Never thought of peddling it to a magazine for publication - as I said, when I started it, it was supposed to be funny (what with the gully dwarf and all) and then somehow it sort of escaped from my hands and twisted itself.

In sooth, I know not why I am so sad.

Charlene Amsden said...

Jenn, even when I am not sad there is often something dark and bitter in my writing. There must be a shadow on my soul that I cannpt see.

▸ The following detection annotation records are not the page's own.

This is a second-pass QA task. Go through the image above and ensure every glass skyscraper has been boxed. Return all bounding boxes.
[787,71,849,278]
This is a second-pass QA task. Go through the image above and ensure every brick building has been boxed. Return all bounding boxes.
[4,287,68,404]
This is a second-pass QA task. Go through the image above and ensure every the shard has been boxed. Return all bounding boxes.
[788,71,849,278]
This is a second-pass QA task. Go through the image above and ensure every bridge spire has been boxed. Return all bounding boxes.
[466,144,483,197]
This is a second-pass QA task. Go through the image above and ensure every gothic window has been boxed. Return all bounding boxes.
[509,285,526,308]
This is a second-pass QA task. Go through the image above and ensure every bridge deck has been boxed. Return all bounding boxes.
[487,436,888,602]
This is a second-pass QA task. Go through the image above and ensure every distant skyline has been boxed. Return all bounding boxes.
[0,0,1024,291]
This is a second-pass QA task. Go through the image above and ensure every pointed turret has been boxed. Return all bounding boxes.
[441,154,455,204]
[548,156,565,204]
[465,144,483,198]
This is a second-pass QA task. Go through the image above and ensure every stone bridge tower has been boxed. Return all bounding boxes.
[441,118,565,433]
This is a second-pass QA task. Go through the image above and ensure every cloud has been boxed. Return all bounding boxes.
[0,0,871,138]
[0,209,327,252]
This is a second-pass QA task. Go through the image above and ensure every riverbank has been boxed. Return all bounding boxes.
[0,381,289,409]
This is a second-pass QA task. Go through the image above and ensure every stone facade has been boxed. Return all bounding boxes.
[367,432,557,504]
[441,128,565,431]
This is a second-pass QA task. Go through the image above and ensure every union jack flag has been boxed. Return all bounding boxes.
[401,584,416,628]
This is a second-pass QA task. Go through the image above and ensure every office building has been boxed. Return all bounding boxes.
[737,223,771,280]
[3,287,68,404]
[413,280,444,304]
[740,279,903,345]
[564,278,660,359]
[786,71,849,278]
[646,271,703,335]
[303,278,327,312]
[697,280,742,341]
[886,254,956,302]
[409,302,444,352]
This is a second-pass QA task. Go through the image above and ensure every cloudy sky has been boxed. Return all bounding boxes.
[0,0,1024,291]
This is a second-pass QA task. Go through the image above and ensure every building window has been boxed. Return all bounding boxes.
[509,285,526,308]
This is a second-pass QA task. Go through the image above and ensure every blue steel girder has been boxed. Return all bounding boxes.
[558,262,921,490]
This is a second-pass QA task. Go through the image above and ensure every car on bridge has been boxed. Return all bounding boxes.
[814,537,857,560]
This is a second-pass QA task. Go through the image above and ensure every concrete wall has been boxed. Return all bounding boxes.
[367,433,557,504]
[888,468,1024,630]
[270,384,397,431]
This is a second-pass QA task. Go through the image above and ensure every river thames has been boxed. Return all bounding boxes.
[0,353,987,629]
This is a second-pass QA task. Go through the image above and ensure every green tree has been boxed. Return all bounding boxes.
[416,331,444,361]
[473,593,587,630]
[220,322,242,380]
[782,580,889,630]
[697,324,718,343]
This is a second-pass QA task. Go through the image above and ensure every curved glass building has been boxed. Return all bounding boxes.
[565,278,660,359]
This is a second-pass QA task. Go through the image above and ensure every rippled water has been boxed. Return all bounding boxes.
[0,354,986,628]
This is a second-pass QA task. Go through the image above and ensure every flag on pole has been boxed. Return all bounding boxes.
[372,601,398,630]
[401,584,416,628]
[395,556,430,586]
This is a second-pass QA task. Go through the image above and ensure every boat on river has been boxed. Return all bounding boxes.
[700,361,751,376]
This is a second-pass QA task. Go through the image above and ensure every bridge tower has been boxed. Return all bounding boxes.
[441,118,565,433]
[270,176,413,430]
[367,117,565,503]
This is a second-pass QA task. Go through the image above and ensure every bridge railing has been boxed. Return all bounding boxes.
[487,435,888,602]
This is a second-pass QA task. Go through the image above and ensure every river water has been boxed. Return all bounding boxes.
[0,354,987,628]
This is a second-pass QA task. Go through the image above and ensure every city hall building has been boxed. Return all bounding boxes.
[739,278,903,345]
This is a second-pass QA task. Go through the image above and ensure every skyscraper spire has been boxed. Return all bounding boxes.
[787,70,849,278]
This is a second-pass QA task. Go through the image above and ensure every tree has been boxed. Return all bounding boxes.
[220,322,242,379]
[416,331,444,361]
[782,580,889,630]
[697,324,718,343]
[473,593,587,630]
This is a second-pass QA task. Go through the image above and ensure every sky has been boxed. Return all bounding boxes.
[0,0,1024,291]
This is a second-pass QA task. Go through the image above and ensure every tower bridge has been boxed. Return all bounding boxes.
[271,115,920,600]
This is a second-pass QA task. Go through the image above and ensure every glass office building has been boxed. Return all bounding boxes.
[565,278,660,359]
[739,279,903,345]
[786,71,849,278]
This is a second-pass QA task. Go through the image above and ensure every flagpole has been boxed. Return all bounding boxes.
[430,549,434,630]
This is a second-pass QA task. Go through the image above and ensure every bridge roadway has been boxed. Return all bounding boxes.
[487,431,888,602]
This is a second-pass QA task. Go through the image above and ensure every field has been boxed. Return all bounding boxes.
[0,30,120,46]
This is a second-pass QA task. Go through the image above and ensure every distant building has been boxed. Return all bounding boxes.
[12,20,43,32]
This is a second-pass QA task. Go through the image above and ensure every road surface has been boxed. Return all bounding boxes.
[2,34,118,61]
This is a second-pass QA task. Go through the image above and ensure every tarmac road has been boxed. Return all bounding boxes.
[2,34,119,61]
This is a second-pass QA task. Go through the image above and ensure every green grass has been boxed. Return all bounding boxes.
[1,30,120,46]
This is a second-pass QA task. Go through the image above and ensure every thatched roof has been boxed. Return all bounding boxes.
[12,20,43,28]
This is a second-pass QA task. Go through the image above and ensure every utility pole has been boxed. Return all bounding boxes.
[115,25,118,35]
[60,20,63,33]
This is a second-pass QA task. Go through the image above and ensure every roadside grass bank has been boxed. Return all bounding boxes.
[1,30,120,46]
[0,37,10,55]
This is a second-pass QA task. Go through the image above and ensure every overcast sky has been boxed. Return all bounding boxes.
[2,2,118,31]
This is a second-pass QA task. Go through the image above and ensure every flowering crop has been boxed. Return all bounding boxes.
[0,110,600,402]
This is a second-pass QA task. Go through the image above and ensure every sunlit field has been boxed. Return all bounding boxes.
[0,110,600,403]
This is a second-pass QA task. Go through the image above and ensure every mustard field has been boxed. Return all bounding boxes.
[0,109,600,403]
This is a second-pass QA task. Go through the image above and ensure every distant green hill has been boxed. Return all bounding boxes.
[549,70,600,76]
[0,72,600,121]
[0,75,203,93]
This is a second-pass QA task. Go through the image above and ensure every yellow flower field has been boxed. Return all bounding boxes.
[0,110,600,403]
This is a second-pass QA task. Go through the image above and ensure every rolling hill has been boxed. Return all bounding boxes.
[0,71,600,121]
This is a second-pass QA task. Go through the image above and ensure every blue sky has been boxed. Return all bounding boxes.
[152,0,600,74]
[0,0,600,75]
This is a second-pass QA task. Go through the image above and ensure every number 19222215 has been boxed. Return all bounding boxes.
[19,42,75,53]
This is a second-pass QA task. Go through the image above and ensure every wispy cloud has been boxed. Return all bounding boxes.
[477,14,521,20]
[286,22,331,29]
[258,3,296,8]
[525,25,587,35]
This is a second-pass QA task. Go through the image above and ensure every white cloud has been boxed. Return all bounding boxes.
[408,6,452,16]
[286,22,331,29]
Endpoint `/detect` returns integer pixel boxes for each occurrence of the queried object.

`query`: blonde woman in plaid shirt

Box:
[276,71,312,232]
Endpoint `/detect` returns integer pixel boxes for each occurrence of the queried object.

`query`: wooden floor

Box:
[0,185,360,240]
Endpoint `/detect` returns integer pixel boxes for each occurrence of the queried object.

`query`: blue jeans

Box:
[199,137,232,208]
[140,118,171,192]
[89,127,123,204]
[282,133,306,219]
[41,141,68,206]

Have you been to my poetry blog? Bits of Me in Poetry

Grey Shades said...

This is so sad! :(

Nessa said...

This story is ripe for humor. All humor has a dark element to it. This woman is a perfect heroine, plenty of room for change of some kind. I think you should continue to develop the story.

Jenn said...

Grey: I know. :(

Nessa: Dunno...somehow what has sort of unfolded in my mind is not funny...far from it...

Jenn said...

Quilly: Checked out your poetry blog. Wow.

Charlene Amsden said...

Jenn, there was one particular poem on my new blog that I thought might help sooth one of your recent wounds. Did it give you a chuckle?

Nessa said...

Not funny. But humor, dark, penetrating, sarcastic, with touches of the absurd.

Susanna said...

It *is* very sad...

Family is so hard to let go of. Somehow, despite all the terrible and twisted things they can do to you, there's still that longing for their love, their acceptance, their heart.

Sorry for the pain :(

Jenn said...

Quilly: OK have to go back and read them with closer attention now...you have me intrigued, especially with the mention of "recent wounds"....:)

Nessa: The painful and the ridiculous...quite a thought...

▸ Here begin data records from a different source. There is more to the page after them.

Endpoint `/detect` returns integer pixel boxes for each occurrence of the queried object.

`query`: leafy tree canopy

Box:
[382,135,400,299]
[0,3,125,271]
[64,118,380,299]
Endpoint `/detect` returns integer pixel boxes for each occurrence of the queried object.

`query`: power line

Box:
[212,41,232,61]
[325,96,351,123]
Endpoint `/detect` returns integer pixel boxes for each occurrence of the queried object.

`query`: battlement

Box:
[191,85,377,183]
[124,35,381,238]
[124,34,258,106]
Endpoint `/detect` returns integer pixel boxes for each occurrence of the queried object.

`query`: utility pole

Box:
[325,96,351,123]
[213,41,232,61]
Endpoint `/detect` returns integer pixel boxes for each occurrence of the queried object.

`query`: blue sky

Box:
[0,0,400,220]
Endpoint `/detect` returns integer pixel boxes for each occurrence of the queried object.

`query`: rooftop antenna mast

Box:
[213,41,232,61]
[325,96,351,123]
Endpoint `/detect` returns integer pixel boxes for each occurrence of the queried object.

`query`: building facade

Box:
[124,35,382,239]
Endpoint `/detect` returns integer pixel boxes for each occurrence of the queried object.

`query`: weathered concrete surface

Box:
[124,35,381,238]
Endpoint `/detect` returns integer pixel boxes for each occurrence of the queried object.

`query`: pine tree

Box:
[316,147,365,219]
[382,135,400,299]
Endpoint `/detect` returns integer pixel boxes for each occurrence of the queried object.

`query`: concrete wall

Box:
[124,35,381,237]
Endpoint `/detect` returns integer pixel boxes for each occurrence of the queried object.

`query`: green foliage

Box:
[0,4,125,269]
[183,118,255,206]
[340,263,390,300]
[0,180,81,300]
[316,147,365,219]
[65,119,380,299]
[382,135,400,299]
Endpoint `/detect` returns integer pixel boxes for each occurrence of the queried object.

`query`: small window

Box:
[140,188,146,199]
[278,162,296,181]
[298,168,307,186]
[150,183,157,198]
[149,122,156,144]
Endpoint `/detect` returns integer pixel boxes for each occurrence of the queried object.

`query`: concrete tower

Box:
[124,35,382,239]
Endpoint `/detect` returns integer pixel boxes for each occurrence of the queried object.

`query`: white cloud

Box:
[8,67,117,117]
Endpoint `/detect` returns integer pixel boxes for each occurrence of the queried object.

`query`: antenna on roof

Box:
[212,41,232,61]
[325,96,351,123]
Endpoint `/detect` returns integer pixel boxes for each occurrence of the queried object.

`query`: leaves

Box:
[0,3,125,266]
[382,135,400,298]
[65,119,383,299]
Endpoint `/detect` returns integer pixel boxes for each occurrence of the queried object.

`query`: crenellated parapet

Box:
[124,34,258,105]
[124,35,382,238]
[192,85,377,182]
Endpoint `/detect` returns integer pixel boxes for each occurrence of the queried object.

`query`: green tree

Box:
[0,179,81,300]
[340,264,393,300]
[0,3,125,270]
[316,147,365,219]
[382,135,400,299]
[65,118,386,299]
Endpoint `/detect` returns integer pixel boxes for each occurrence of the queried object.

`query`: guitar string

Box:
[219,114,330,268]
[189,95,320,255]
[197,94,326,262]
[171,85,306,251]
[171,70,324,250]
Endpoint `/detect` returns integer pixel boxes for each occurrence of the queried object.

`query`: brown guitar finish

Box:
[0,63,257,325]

A thinker: My dear, it's fiction...nothing to do with me...just the miscreations of my sleep deprived mind.

Charlene Amsden said...

Jenn -- you may actually have hit on it. My darkest writings come during times of sleep deprivation -- like my entire Senior year in college. I was carrying 18 credits, working two jobs, serving as President of the Honor's society and my best-friend was in a hospital 100 miles away dying of kidney failure. Most of my sleeping was done in a molded plastic visitor's chair, or the passenger seat of a moving car.

Charlene Amsden said...

Kitties at my place. Thought you'd want to know.

Jenn said...

Quilly: How awful! You sure have been through a lot - and yet you come across so bright and exuberant. Amazing!

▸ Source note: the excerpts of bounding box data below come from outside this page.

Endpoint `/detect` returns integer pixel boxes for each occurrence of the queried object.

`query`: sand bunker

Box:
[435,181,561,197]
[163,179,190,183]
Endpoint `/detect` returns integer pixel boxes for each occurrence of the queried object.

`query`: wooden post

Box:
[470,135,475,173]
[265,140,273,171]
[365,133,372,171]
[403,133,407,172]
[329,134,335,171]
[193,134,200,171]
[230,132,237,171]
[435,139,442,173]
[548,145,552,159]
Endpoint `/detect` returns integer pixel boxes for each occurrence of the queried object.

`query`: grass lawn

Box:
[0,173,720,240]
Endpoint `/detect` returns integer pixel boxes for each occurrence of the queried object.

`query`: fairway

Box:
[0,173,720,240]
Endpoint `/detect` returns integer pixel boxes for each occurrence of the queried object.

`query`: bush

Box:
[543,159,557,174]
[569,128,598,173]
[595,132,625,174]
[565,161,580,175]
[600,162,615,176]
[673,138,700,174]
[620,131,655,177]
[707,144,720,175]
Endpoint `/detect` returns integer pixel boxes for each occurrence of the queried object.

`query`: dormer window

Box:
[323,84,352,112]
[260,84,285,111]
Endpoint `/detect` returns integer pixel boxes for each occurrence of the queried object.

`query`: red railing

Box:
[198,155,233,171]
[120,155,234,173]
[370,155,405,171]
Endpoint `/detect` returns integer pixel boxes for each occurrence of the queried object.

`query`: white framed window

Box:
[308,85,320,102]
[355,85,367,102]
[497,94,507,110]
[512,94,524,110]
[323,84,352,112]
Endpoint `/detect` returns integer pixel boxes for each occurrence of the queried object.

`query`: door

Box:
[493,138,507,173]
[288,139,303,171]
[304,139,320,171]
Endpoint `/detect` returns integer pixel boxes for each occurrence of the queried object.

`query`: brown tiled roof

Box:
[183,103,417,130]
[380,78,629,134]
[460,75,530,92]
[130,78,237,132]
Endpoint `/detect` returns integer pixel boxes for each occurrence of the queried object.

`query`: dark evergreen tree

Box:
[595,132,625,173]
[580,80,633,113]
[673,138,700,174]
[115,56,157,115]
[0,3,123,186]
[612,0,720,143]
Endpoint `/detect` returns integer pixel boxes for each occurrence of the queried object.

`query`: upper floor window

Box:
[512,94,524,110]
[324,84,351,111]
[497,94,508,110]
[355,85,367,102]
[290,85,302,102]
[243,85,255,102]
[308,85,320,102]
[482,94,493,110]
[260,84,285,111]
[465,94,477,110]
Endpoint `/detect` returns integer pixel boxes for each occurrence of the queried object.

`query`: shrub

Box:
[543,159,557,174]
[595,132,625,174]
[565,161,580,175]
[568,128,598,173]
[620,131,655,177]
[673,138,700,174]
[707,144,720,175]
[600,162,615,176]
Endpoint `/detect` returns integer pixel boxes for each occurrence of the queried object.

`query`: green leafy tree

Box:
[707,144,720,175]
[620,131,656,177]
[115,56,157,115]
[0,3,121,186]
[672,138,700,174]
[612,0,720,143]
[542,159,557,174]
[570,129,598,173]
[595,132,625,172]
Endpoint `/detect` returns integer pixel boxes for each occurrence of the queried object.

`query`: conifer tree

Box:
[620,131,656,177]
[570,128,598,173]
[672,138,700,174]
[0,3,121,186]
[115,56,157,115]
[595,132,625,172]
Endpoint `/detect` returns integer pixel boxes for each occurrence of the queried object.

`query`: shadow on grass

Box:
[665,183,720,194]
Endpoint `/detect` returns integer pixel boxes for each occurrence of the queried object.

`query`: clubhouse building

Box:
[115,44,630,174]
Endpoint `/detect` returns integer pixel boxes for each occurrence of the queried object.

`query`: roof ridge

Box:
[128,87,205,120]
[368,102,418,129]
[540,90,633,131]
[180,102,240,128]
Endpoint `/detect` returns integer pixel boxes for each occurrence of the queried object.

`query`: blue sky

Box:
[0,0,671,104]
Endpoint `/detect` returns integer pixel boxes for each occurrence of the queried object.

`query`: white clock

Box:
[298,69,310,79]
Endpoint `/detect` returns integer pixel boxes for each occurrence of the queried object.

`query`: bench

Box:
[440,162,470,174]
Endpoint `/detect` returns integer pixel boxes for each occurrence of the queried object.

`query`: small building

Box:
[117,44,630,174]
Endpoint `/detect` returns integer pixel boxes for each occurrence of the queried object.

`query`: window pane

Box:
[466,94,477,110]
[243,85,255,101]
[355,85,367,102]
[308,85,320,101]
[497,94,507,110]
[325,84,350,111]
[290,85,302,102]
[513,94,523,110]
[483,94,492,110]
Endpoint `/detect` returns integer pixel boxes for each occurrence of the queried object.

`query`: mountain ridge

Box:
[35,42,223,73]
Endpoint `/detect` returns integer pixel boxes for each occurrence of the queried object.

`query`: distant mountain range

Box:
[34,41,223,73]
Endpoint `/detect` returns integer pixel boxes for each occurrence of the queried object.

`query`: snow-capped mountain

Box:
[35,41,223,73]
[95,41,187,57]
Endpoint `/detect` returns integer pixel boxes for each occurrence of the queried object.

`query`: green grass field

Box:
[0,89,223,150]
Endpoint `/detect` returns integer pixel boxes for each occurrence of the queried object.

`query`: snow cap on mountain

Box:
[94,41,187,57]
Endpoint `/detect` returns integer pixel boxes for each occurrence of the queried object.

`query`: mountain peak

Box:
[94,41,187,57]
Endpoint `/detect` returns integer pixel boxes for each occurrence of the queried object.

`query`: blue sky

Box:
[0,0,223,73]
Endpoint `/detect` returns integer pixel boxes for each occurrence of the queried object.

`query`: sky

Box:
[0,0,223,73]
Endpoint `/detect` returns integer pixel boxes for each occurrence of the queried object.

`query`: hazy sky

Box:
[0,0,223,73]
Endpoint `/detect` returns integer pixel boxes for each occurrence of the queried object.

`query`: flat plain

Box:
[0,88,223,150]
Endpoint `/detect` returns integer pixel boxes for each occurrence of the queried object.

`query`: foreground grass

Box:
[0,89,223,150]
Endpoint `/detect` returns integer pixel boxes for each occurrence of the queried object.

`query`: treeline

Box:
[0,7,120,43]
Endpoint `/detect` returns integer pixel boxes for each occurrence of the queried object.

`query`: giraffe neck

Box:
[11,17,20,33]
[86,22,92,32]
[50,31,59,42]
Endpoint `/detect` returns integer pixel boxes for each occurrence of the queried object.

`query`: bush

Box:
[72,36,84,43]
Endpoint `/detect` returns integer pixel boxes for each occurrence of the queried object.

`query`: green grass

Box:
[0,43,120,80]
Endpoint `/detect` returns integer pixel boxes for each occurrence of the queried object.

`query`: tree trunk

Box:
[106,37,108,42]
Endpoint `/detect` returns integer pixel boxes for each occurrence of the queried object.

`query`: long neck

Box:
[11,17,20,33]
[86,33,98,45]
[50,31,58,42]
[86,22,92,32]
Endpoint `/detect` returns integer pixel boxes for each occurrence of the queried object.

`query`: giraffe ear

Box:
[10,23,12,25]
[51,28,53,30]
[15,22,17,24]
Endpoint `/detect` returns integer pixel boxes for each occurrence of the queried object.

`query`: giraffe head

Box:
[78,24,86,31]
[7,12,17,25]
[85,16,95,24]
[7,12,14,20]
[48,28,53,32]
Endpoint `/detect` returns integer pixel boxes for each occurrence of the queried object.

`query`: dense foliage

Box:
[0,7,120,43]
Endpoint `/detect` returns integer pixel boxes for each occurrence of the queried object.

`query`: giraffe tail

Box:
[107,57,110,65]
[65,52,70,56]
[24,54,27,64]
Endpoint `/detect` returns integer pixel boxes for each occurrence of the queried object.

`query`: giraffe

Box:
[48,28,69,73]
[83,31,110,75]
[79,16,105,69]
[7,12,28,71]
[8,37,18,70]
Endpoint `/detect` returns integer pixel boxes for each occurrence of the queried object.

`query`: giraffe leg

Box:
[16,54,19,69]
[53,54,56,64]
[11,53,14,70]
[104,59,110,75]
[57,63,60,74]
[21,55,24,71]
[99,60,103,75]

I did go to see my favourite kitties...and left a suitable comment. Hehe.

lemontree said...

hey jenn
awesomely intirguing characters you have in your head and bring into our lives to wonder and wander. they so signify the world we live in. complicated, fabricated, even abhorable and yet so real, so teasured.

Jenn said...

Hey there Lemon! Nice to see you back. Thank you. I want to be real, but the more real I am, the more constructed I seem to be. Oh well. Life is a paradox. And I am a contradiction.

Jenn said...

Which means you're here from Justin's blog.